Published in 1891, this book by British author Thomas Hardy has been on my list of “wanna reads” since high school. A guy I was dating my sophomore year was in a different English class than mine, and I remember his class read Tess while my class did not. He mentioned it, I asked what it was about, and he said, “Nothing. It’s not about anything. It’s a total waste of time.”
That immediately piqued my interest! This guy was not a book lover, so if he thought this book was pointless, there was likely something rich just below the surface, and I was curious to find out what it was.
Apparently I was not THAT curious, because it took me 28 years to get around to actually reading Tess, but I finally did. And I was right! There was, indeed, something rich just below the surface.
I really liked this book, but it was also a gut-wrenching read at times. Hardy’s writing style is lovely. Of Tess, he writes:
“…there behind the blue narcotic haze was potentially the ‘tragic mischief’ of her drama — one who stood fair to be the blood-red ray in the spectrum of her young life. She had an attribute which amounted to a disadvantage just now; and it was this that cause Alec d’Urberville’s eyes to rivet themselves upon her. It was a luxuriance of aspect, a fulness of growth, which made her appear more woman than she really was. She had inherited the feature from her mother without the quality it denoted. It had troubled her mind occasionally, till her companions had said that it was a fault which time would cure.” (Phase the First, ch. 5)
When Tess meets Angel Clare, his loving and tenacious pursuit of her almost restores her hope for the future, but even so she cannot shake the feeling of unworthiness she carries. The other milkmaids who work at the dairy alongside her, and who have each hoped to have Angel for her husband, wish her well:
When they were all in bed, and the light was out, Marian whispered across to her: ‘You will think of us when you be his wife, Tess, and of how we told ‘ee that we loved him, and how we tried not to hate you, and did not hate you, and could not hate you, because you was his choice, and we never hoped to be chose by him.’

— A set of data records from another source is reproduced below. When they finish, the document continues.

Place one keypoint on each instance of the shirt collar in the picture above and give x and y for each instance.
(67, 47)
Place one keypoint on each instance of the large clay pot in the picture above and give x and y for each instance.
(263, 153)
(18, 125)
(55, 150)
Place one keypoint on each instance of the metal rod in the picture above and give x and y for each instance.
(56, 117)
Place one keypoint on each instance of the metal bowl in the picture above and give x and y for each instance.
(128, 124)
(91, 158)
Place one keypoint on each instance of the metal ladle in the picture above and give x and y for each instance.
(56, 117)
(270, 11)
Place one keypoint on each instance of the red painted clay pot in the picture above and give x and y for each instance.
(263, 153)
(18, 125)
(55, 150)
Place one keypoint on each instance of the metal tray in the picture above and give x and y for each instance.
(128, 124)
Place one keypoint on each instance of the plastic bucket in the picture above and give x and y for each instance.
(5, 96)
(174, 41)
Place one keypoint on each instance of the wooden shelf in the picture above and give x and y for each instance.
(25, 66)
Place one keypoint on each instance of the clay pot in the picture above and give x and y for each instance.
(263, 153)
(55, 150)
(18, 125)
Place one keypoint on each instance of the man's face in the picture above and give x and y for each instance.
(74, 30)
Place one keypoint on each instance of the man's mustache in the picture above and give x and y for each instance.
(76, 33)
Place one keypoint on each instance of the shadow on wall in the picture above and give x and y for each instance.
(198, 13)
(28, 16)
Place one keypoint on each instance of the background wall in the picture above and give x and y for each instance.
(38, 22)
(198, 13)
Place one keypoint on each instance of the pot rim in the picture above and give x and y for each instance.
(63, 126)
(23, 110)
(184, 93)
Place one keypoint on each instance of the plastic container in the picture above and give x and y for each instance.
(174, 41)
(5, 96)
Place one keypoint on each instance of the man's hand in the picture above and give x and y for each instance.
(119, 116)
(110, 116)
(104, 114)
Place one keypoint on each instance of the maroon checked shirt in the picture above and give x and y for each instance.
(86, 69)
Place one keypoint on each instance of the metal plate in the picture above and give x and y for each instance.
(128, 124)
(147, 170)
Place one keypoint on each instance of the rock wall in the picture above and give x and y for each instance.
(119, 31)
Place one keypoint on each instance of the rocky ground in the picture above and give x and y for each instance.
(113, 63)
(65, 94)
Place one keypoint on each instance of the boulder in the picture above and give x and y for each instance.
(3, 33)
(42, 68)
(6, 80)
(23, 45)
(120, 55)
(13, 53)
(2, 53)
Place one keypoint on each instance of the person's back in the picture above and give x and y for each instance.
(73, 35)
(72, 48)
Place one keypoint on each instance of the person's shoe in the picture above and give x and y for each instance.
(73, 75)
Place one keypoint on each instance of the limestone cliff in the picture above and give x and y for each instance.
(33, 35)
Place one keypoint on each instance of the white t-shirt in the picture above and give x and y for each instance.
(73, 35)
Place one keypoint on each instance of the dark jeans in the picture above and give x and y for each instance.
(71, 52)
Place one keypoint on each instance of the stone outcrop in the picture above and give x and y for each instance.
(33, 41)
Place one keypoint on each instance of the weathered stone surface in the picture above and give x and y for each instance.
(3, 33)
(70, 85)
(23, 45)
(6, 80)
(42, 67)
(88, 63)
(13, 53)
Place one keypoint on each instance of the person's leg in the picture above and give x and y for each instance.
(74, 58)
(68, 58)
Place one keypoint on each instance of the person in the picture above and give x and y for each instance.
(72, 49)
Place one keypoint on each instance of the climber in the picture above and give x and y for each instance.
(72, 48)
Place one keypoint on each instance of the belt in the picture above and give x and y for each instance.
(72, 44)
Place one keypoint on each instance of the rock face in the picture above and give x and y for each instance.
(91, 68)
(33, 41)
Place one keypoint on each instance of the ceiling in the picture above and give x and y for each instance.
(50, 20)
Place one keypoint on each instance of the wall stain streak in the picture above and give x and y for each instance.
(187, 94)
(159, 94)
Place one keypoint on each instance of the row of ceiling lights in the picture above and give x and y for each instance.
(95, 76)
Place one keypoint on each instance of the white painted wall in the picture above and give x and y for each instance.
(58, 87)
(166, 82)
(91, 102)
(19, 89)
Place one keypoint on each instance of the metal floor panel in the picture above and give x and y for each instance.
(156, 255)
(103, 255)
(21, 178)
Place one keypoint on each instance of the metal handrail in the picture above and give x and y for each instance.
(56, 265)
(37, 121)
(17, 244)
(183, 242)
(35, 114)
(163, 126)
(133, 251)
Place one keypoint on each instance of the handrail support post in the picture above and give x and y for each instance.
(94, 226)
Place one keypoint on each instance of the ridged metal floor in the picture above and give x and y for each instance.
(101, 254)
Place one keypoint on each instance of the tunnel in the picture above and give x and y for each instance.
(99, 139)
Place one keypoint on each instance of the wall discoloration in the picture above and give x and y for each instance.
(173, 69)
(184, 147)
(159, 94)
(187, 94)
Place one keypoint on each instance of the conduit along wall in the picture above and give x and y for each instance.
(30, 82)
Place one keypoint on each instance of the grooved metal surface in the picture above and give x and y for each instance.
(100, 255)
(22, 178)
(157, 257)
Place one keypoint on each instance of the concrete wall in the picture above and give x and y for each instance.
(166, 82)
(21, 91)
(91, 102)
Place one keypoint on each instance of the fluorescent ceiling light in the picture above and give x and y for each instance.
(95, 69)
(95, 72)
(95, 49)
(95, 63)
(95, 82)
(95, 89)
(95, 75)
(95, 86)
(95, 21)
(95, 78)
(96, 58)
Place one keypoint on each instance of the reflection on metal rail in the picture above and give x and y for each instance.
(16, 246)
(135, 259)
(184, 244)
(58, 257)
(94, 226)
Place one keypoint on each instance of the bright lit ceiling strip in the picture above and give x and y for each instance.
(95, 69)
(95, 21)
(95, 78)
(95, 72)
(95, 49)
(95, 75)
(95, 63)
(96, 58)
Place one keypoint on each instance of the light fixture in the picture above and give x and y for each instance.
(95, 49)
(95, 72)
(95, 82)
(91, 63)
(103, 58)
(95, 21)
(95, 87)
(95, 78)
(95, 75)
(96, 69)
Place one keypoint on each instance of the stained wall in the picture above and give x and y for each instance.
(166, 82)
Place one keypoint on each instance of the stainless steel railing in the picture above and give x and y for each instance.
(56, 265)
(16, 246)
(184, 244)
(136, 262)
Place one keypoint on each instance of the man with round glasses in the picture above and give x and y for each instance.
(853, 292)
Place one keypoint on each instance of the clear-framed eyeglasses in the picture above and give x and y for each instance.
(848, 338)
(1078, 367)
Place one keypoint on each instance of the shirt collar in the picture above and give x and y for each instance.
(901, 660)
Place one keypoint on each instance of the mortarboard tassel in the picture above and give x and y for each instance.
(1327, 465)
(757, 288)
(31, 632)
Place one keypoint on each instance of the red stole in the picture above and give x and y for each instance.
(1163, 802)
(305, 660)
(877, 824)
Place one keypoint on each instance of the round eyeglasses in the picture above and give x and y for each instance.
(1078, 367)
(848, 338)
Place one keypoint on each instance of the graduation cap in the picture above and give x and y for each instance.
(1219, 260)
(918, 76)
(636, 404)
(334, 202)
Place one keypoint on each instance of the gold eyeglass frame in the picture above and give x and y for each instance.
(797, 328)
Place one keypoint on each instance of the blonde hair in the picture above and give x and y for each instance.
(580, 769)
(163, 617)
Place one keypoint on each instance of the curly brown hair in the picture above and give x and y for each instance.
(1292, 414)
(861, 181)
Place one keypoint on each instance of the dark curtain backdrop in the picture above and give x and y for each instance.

They were not aware that at these words salt stinging tears trickled down upon Tess’s pillow anew; and how she resolved with a bursting heart to tell all her history to Angel Clare, despite her mother’s command; to let him for whom she lived and breathed despise her if he would, and her mother regard her as a fool, rather than preserve a silence which might be deemed a treachery to him, and which somehow seemed a wrong to these.” (Phase the Fourth, ch. 31)
Tess is what the story is about.
Thomas Hardy’s full title was: Tess, of the D’Urbervilles: a Pure Woman.
Tess is betrayed by a man who violates her while she is still almost a child, and later betrayed by the man for whom she holds the utmost love and respect when he cannot accept her as a pure woman in spite of the crime done against her. She is pure in her heart, in her desire to do what is right (as puzzling as it can be to discern the right again and again in her life). She is held unjustly accountable for someone’s sin against her, and yet she refuses to pity herself.
She is also PURE WOMAN. She is beauty, hard-work, loyalty, stubbornness, and intelligence without the benefit of education. She is independence longing for someone to rely upon. She is nurturing even when it costs her everything and she receives nothing in return. She is eager to please, and tragically quick to believe that she will never measure up no matter how hard she tries.
She is fascinating, and I loved her story.
I find it amusing that my high school boyfriend thought it was a story about nothing. Hardy was almost 50 when he wrote Tess; perhaps 15 years was not enough time on earth for a male to understand the richness of her story!